Corbett gets his investment ideas both internally and externally by soliciting prospects from over 20 research and regional brokerage houses. His strategy is to find tiny companies with attractive fundamentals and favorable growth prospects. The trick in the micro-cap world, says Corbett, is in getting in and out of thinly traded stocks without telegraphing your moves to the rest of the market.
"We leg into a stock, or buy our position directly from a shareholder when possible," says Corbett. "We don't want to rock the boat."
Corbett sells his stocks when they don't meet management's expectations or when a company outgrows its micro-cap status. For example, the fund bought
Tractor Supply Company
when its market cap was under $400 million and sold it when it broke $1 billion.
When he speaks about his Tractor Supply experience, Corbett sounds like a parent who watched a child develop before heading off to college. He says that feeling of entrepreneurialism and growth is what attracts him to the micro-cap world.
"Small business is what this country is all about," says Corbett. "Meeting guys that created multimillion dollar businesses in their garages and watching them grow is pretty cool."
A Mid-Cap Fund Fit for Goldilocks
If the stocks in John Thompson's fund are too big for your taste -- or Corbett's too small -- then Richard Aster's $1.2 billion mid-cap
Meridian Growth fund might be just the right size.
But not if you are looking for a traditional mid-cap growth fund, the kind whose manager spends freely for growth no matter the price-to-earnings multiple.

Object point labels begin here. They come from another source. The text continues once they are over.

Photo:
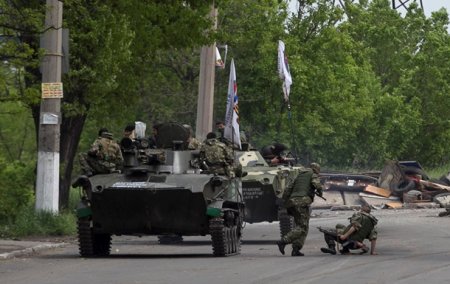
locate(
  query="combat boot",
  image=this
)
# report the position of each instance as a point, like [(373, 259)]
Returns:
[(330, 249), (296, 251), (281, 245)]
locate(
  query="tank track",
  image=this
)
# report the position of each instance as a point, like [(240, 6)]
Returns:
[(286, 222), (91, 244), (170, 239), (226, 241)]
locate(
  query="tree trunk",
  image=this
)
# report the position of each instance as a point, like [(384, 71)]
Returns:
[(71, 128)]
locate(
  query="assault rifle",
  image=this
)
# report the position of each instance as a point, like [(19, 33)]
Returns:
[(328, 231), (315, 192)]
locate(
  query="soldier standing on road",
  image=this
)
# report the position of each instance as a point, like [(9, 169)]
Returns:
[(103, 157), (362, 226), (298, 198), (216, 156)]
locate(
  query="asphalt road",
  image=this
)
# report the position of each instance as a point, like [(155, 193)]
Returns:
[(413, 247)]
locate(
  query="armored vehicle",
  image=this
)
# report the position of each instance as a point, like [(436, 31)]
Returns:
[(160, 191), (263, 187)]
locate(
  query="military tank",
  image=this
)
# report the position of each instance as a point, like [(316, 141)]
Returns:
[(160, 191), (263, 187)]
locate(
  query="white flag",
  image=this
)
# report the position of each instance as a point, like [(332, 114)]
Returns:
[(219, 61), (283, 70), (231, 131)]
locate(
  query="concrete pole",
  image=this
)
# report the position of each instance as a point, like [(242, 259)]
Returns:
[(47, 182), (205, 101)]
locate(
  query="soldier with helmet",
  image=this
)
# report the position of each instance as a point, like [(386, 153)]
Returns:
[(362, 226), (298, 197), (103, 157), (216, 156)]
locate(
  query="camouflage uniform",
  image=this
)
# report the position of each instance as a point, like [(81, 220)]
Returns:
[(104, 156), (298, 198), (217, 156), (194, 144), (365, 225)]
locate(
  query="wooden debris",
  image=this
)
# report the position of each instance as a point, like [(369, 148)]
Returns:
[(377, 201), (378, 191), (435, 186)]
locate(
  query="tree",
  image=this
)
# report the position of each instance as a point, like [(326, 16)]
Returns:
[(112, 43)]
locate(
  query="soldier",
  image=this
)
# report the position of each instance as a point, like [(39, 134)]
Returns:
[(103, 157), (362, 226), (216, 156), (298, 198)]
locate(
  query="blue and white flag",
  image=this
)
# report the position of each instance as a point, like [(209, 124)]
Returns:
[(231, 131), (283, 70)]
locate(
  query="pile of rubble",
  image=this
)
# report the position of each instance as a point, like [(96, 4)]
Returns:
[(399, 185)]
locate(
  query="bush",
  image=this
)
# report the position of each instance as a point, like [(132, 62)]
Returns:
[(39, 223)]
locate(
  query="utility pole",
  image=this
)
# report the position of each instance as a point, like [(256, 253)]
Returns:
[(205, 101), (47, 181)]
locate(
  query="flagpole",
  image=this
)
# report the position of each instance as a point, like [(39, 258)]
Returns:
[(285, 75), (294, 146)]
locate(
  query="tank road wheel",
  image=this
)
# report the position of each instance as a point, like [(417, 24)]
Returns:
[(91, 244), (218, 236), (237, 238), (286, 222)]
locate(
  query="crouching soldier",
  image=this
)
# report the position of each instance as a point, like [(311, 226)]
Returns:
[(362, 226)]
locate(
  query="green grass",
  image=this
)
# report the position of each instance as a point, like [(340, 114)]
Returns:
[(30, 222)]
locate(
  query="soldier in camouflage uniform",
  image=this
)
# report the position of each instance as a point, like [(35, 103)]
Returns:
[(104, 156), (298, 198), (216, 156), (362, 226)]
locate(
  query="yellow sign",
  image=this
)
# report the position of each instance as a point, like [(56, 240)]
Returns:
[(52, 90)]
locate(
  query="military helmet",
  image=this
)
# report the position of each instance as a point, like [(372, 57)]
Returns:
[(102, 130), (315, 167)]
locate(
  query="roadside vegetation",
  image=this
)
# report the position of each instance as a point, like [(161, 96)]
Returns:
[(369, 84)]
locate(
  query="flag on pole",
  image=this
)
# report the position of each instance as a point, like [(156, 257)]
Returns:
[(283, 70), (219, 61), (231, 131)]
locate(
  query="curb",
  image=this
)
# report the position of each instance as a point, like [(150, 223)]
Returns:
[(30, 251)]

Aster has been looking for growing mid-cap companies since launching the fund in 1984. Nevertheless, he drives a harder bargain than the majority of growth managers in that he won't overpay for a stock. The average P/E ratio in Aster's fund is 29.82, which trails the average mid-cap growth fund P/E of 31.91, according to Morningstar.

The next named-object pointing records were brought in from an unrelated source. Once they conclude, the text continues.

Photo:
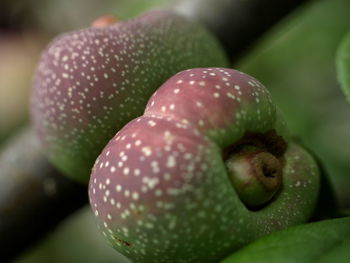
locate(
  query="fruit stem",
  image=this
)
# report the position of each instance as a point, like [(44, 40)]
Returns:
[(104, 21)]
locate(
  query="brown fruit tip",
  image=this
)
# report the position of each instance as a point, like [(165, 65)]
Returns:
[(104, 21)]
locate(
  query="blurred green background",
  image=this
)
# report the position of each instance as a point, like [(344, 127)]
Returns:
[(295, 61)]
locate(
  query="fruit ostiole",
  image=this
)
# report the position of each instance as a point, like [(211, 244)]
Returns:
[(208, 168), (91, 82)]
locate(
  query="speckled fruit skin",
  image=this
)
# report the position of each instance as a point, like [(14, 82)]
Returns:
[(90, 83), (160, 189)]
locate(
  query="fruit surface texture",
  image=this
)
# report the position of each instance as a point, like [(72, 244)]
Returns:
[(90, 83), (208, 168)]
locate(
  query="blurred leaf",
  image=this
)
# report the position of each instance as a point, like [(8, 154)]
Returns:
[(343, 65), (295, 61), (324, 241)]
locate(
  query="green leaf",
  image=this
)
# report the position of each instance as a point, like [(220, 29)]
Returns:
[(323, 241), (343, 65)]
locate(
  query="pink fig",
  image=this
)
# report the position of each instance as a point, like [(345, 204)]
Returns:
[(90, 83), (208, 168)]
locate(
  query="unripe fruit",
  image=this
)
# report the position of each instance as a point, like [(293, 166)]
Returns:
[(168, 188), (90, 83)]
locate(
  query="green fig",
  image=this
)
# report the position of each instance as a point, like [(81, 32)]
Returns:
[(208, 168), (90, 83), (319, 242)]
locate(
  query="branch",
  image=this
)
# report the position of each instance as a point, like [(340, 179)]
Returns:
[(34, 197)]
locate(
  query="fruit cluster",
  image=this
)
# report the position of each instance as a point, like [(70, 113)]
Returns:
[(207, 168)]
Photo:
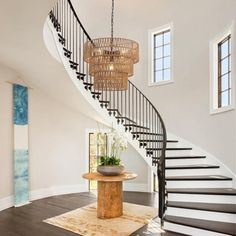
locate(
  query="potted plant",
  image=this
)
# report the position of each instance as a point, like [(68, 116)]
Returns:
[(110, 163)]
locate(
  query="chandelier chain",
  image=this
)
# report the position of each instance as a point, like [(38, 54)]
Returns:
[(112, 20)]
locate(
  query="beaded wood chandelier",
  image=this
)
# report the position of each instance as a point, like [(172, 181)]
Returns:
[(111, 60)]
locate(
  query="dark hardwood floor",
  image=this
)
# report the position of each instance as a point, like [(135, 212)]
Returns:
[(27, 220)]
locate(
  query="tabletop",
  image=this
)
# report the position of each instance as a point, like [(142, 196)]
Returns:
[(122, 177)]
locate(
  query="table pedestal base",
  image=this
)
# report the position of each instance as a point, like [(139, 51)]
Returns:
[(110, 199)]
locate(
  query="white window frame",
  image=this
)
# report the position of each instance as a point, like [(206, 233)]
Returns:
[(151, 34), (214, 109)]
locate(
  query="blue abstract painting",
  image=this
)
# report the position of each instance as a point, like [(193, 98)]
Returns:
[(20, 94), (21, 154)]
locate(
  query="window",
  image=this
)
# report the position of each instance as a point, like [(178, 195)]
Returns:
[(96, 148), (224, 72), (222, 88), (160, 49)]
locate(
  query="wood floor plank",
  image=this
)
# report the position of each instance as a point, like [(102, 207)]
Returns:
[(28, 220)]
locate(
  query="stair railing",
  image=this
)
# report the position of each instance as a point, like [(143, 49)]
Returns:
[(130, 107)]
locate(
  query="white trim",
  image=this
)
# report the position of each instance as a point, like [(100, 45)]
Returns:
[(135, 187), (43, 193), (214, 72), (57, 190), (6, 202), (151, 34)]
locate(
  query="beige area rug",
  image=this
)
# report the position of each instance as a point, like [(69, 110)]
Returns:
[(84, 220)]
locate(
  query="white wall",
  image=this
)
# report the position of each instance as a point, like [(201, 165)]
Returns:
[(185, 104), (57, 144), (135, 163)]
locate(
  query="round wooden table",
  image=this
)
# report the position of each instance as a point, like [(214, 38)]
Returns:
[(110, 193)]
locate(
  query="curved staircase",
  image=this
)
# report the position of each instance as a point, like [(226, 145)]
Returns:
[(194, 197)]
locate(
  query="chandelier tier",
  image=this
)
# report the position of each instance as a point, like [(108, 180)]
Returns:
[(111, 60)]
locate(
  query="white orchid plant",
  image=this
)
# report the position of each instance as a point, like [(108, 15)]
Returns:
[(116, 144)]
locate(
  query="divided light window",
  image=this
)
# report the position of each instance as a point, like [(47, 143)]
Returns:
[(162, 56), (224, 72)]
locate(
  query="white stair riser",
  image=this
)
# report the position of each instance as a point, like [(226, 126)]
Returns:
[(178, 153), (190, 230), (199, 214), (174, 162), (199, 184), (187, 172), (202, 198), (173, 145)]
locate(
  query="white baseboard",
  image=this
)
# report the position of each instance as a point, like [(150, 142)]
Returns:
[(6, 203), (43, 193), (135, 187), (57, 190)]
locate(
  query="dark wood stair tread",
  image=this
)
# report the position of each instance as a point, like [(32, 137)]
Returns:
[(215, 226), (136, 126), (88, 84), (104, 101), (125, 118), (170, 149), (158, 140), (146, 133), (96, 93), (185, 157), (198, 166), (207, 191), (216, 207), (171, 233), (198, 178), (114, 110)]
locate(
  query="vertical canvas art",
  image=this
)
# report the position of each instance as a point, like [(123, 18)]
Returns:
[(21, 154)]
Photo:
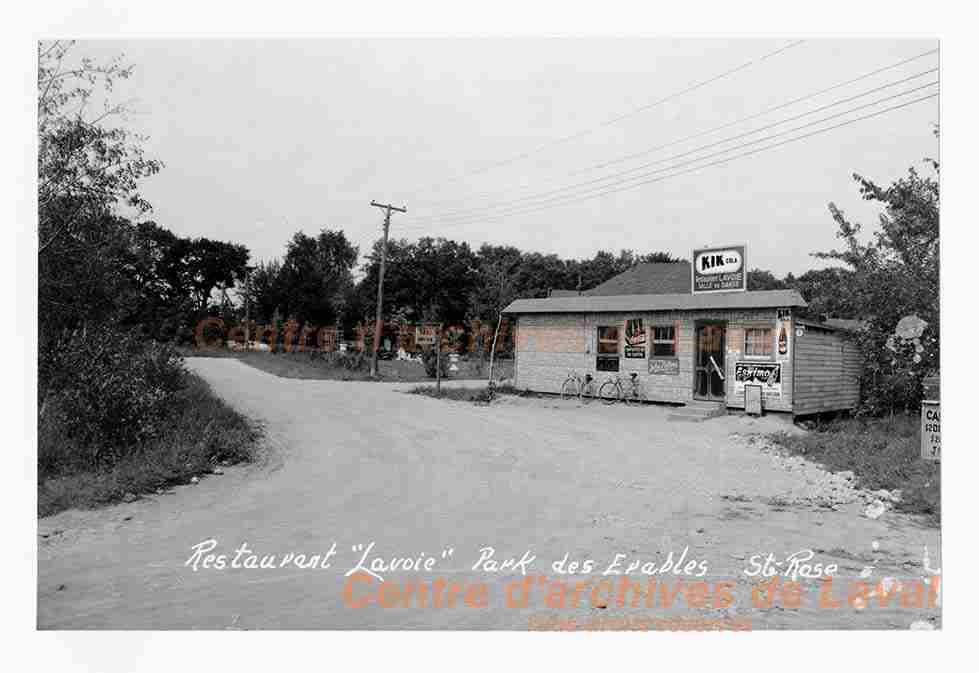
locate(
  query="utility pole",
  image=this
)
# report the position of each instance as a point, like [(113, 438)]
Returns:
[(380, 280)]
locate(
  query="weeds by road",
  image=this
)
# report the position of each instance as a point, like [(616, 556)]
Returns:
[(200, 432), (882, 453)]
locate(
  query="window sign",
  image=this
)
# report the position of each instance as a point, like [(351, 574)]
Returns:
[(635, 339), (758, 342), (664, 342), (931, 430), (607, 359)]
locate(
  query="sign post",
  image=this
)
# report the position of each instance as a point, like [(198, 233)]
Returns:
[(931, 430)]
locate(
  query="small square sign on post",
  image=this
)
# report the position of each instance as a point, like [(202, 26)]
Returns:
[(752, 400), (931, 430)]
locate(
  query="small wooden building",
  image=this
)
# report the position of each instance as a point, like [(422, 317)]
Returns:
[(687, 348)]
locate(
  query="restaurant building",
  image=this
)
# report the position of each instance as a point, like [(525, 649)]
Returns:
[(710, 343)]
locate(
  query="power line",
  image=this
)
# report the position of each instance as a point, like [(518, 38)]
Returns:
[(614, 120), (462, 213), (513, 207), (387, 208), (538, 207), (634, 155)]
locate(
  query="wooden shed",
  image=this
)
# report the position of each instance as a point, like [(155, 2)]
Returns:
[(704, 351), (827, 369)]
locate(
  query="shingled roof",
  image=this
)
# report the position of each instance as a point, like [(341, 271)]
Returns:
[(651, 278), (659, 302)]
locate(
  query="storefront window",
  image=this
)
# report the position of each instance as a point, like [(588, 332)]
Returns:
[(607, 359), (758, 342), (664, 342)]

While some might call Aster more of a GARP (growth at a reasonable price) than a growth manager, it's tough to quibble with his results. Meridien Growth has returned 14.56% annually over the past 10 years, beating the S&P 500 by 2.74 over the same period. Over the past five years, the fund has returned 13.38%, a whopping 16.76% better than the S&P.
Aster's fund returned 47.9% in 2003, a tough number to top, even in the most positive market environments. But unlike a number of high-profile fund managers, he does not see raising cash as a near-term alternative.
"Valuations are not as attractive as a year and a half ago, but my stocks will do better than their cash over the next two years," says Aster.
Instead of heading to the sidelines, he remains 98% invested in 50 companies while monitoring 200 prospective names for his next round of bargain hunting. Aster says his patience allows him to wait for his favorite growth stocks to come down to his price range. For example, he kept bar-code manufacturer
in his sights for five years before he picked up shares on the cheap when an accounting scandal took the stock well below $10. Symbol now trades close to $14 a share.
His current favorite pick is
Weight Watchers International
, a company whose shares have been hurt by the low-carb craze. In Aster's opinion, Weight Watchers will benefit once the Atkins and South Beach fads pass and Americans return to more traditional methods for weight loss.
Going against the grain even temporarily has never been a problem for Aste. "You don't do well in this business by doing what everybody else is doing."
(OK, fight fans. Here are the answers to the boxing trivia question: The current WBC flyweight, featherweight and welterweight champions are Ponsaklek Wonjongkam of Thailand, Injin Chi of Korea and Cory Spinks of the U.S.)